BigData: An Introduction to Pig

An Introduction to Pig

Pig is an open source high-level data flow system. Apache Pig allows us to write complex MapReduce transformations using a simple scripting language (e.g. 10 lines of Pig script is equal to 200 lines of Java). This language is called Pig Latin. Pig Latin defines a set of transformations on a data set such as aggregate, join and sort. The statement written in Pig script is then translated by Pig into MapReduce so that it can be executed within Hadoop.
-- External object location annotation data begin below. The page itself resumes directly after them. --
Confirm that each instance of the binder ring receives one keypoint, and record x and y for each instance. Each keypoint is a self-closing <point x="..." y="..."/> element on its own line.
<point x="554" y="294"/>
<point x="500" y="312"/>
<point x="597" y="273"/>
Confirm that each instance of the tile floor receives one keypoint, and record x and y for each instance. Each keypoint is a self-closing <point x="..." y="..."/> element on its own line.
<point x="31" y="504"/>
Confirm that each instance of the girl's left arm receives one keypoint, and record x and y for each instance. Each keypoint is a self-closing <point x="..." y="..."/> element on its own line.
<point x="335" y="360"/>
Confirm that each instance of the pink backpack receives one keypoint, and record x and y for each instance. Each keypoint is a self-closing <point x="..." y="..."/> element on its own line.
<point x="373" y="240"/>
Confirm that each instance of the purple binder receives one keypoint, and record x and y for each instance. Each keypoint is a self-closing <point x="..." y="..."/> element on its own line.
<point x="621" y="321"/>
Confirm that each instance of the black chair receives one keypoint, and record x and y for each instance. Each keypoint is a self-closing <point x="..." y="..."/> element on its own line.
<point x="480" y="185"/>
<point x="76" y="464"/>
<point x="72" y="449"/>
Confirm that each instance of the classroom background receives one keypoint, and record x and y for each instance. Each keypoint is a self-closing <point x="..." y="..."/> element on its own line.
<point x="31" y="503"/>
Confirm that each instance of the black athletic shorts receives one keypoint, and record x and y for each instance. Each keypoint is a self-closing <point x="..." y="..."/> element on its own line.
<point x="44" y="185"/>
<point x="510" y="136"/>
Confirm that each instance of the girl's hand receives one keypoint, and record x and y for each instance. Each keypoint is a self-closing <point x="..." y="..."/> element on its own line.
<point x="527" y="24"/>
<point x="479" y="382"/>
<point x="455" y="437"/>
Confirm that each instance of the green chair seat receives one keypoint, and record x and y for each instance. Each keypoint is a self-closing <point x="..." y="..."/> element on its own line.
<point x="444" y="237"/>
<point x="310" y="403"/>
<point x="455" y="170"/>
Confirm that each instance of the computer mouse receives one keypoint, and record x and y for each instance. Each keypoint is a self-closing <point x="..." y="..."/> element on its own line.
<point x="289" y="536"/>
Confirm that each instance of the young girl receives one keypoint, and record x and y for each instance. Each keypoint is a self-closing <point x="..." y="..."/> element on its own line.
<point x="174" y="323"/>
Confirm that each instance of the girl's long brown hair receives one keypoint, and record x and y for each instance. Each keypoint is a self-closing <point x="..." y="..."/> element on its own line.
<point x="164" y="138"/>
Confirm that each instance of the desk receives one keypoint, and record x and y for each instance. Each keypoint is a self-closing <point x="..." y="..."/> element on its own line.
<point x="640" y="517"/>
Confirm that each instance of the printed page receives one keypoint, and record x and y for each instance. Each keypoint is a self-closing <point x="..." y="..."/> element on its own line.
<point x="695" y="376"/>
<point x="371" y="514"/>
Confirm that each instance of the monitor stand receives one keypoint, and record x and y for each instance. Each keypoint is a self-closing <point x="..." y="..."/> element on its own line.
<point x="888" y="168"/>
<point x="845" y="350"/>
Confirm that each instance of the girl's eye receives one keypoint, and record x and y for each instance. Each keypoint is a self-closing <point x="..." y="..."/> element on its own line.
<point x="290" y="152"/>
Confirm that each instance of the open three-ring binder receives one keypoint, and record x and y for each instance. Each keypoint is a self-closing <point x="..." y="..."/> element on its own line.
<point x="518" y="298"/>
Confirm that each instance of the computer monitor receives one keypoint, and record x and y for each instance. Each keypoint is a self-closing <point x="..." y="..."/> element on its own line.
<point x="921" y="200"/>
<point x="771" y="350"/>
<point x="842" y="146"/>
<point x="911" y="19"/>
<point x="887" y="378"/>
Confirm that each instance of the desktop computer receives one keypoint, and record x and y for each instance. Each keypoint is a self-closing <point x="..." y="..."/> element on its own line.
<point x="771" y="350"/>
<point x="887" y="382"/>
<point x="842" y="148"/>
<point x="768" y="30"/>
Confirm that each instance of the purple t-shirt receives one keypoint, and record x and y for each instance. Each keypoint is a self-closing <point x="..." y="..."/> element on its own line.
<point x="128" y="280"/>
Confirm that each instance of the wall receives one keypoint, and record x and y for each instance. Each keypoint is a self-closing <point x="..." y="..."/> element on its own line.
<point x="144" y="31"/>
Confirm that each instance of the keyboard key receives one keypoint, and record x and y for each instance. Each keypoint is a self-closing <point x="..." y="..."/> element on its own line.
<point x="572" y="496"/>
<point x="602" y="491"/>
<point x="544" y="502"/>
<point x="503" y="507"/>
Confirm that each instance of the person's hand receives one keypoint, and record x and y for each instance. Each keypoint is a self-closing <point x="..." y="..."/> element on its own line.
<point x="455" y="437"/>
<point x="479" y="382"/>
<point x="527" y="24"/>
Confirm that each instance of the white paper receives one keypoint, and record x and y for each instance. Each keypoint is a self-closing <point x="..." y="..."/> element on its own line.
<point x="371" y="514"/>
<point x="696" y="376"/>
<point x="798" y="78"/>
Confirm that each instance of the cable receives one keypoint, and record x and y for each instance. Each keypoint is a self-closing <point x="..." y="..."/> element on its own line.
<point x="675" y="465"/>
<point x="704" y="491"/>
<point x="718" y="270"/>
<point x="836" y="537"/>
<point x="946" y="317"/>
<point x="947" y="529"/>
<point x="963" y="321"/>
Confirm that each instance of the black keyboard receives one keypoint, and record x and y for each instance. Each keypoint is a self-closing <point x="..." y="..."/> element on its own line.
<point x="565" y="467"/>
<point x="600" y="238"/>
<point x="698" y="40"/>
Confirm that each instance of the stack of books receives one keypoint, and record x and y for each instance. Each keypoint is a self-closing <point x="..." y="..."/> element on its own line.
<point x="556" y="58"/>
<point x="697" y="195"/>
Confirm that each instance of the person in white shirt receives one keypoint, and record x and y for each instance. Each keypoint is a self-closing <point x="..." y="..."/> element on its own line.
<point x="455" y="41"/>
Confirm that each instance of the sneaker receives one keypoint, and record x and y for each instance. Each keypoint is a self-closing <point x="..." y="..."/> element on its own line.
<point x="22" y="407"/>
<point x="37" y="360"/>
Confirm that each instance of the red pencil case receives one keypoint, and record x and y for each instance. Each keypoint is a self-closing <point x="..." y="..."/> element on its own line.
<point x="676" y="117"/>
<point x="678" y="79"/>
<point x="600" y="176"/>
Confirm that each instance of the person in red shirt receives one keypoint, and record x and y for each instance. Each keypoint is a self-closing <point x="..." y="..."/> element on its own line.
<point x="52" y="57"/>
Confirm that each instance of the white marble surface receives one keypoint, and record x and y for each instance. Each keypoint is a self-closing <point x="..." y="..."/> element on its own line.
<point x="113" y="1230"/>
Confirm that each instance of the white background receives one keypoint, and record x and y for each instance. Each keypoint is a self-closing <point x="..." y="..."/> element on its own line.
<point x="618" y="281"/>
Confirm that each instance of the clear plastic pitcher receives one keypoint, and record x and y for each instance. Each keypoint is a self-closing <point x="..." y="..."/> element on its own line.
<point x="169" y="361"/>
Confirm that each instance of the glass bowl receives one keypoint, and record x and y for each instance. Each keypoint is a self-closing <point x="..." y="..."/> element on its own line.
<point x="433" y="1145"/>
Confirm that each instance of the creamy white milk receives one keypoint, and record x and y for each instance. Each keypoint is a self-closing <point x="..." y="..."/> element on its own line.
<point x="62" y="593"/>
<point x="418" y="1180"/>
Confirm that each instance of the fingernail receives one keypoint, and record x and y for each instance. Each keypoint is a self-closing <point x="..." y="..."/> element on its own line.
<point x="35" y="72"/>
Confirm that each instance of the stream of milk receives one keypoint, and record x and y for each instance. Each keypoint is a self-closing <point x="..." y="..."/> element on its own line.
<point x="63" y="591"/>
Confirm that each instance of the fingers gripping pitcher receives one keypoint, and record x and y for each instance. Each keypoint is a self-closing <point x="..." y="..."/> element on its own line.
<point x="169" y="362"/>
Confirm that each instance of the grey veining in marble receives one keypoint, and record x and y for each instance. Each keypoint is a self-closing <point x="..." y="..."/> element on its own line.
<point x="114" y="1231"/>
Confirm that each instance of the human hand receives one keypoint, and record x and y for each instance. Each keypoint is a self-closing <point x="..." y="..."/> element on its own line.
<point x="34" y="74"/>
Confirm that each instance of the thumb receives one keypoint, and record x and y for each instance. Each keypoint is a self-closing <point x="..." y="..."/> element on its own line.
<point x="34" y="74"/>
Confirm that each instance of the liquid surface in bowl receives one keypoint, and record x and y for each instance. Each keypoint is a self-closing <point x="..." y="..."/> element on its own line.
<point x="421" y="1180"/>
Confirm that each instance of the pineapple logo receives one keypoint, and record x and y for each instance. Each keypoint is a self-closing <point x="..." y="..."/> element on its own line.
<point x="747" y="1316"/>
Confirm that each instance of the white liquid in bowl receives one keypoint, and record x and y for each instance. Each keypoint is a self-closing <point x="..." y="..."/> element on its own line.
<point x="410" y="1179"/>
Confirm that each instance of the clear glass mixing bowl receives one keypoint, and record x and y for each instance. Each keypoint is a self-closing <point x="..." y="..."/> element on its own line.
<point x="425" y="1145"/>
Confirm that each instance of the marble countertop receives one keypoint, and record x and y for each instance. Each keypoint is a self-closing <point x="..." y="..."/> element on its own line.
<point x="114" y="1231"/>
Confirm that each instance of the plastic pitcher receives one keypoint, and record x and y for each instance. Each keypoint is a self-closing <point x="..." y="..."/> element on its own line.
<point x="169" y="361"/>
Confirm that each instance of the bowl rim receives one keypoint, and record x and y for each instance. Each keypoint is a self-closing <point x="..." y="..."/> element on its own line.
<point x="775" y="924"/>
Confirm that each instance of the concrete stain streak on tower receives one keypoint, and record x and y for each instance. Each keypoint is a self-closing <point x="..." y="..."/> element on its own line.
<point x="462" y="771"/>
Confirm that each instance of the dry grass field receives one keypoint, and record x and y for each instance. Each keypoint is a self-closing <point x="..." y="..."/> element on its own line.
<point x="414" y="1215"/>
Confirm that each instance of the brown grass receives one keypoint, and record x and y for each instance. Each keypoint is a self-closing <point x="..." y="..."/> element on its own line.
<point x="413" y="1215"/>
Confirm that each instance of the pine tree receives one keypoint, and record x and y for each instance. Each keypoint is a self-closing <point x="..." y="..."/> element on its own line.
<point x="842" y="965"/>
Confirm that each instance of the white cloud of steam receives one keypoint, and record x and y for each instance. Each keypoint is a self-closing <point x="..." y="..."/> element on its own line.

Pig Latin may be extended using User Defined Functions (UDFs), which the user can write in Java, Python etc. or a scripting language and then call directly from the Pig Latin.

What Pig Does?

Pig was mainly designed for performing a long set of data operations, making it ideal for three categories of Big Data operations:

· Standard extract-transform-load (ETL) data pipelines,

· Research on raw data, and

· Iterative processing of data.

Pig Latin has the following key properties:

· Easy to Program: Complex tasks involving interrelated data transformations can be simplified and encoded as data flow sequences. Pig programs can be used to do huge tasks, but they are easy to write and maintain.

· Optimization opportunities: The encoded tasks have the ability to optimize their execution automatically which allows the user to concentrate on semantics rather than efficiency.

· Extensible: Pig users can create their own functions to meet their special-purpose processing.

Why to use Pig when MapReduce already exists?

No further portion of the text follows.